FIFA is heading into calmer waters after a series of corruption allegations over the last two years, its president Sepp Blatter said on Tuesday.
"I am an optimist," Blatter told reporters ahead of the world soccer body's annual congress. "I am sure you will see at the congress that we are back in the harbour, not heaven yet, but we are taking more people on board and are heading to calm, clearer waters.
"The change began over the last year, or when the Ethics Committee started to act, and we have lost, directly or indirectly five members of the executive committee.
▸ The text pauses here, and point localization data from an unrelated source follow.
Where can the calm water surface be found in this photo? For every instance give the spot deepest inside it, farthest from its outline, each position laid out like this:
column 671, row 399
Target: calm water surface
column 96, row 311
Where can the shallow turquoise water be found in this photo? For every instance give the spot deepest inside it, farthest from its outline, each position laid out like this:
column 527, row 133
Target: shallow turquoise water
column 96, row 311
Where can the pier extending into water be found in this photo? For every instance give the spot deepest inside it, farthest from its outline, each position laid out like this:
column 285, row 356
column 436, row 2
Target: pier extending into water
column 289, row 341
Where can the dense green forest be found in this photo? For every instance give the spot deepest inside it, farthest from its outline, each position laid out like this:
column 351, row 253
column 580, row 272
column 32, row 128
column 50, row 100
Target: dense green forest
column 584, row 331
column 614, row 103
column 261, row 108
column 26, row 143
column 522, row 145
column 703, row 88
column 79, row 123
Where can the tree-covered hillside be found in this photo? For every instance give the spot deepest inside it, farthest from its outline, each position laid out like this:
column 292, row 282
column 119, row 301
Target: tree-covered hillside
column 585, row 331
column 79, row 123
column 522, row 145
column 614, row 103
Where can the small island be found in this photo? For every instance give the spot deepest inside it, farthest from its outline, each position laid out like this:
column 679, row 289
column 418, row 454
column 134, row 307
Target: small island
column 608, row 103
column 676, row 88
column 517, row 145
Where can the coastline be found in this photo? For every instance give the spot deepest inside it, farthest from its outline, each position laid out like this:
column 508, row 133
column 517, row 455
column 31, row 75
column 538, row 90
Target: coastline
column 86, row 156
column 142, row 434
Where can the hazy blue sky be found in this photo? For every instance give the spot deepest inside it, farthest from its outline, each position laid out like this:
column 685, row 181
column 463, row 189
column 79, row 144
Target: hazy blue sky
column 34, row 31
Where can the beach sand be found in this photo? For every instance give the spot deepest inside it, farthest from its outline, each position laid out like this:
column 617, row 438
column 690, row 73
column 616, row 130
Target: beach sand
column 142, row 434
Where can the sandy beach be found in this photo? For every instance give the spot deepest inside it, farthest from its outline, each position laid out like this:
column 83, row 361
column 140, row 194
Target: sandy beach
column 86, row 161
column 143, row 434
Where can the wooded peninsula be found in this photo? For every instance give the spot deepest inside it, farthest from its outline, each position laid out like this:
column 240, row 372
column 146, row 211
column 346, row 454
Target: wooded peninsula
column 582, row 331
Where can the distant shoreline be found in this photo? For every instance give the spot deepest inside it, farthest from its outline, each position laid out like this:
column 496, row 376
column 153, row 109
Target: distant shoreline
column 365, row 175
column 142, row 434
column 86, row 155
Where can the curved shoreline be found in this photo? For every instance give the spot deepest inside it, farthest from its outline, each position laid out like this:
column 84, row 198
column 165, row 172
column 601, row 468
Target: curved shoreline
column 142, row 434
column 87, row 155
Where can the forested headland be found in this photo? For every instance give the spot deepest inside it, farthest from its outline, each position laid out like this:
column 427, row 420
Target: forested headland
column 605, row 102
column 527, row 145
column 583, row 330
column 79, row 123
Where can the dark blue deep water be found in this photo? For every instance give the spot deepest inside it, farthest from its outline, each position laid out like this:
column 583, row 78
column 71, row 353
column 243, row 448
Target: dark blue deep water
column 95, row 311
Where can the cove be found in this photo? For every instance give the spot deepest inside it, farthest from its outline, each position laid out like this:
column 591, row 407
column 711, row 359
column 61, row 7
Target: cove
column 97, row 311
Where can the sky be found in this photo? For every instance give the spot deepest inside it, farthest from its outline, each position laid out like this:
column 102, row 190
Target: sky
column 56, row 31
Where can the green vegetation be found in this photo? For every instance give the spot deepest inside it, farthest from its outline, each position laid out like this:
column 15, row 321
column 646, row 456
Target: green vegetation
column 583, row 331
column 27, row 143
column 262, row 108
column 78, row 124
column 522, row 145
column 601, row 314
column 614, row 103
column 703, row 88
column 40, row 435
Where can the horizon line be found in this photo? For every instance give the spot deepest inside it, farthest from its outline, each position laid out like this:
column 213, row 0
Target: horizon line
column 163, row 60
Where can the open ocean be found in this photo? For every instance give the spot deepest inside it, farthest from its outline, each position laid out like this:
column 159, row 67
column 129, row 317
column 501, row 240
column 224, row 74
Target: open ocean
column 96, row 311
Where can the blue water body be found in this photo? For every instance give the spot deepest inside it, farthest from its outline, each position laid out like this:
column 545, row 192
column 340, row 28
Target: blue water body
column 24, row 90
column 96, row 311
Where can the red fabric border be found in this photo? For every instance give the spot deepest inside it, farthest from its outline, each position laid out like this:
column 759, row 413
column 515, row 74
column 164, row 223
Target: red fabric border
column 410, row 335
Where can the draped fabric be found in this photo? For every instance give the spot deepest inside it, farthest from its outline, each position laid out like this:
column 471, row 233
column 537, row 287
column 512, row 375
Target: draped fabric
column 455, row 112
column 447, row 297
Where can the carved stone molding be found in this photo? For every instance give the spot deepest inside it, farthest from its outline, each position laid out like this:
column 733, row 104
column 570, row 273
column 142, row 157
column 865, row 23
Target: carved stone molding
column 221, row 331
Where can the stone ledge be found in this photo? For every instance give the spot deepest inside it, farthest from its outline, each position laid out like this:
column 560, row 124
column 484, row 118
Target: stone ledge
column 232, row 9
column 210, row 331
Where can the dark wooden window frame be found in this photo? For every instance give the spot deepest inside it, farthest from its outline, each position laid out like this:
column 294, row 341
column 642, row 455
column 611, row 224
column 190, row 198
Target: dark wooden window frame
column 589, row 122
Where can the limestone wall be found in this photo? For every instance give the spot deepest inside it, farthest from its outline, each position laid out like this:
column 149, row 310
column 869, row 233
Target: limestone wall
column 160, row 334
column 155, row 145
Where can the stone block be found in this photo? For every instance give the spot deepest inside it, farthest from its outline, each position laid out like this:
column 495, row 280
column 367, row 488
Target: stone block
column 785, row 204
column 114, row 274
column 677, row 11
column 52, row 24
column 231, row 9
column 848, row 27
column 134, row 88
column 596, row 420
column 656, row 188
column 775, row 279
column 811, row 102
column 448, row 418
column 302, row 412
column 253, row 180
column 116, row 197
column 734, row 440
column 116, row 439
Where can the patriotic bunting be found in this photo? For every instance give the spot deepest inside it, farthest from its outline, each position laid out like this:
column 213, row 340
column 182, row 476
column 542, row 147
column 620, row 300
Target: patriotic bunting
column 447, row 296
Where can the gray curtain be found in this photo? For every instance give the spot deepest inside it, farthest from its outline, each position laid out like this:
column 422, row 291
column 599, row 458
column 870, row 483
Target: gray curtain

That is a big number and new people have come in."
A year ago, Blatter was elected for a fourth and final term as FIFA president against a backdrop of bribery and corruption allegations at a tense, acrimonious Congress in Zurich.
This year's Congress, set for Thursday and Friday in the Hungarian capital, will be presented with a new set of statutes aimed at making FIFA more transparent.
Among the members to go last year were Jack Warner of Trinidad and Tobago, a FIFA vice-president, and Mohamed bin Hammam, who were both disciplined and expelled for their part in a bribery scandal.
Bin Hammam of Qatar, one of the game's rich power-brokers, was due to stand against Blatter for the FIFA presidency but withdrew his candidature days before the vote and was later banned from football for life by FIFA for trying to bribe Caribbean delegates to vote against the Swiss.
Ricardo Teixeira of Brazil, who, like Warner, was involved in repeated corruption allegations, quit earlier this year on health grounds.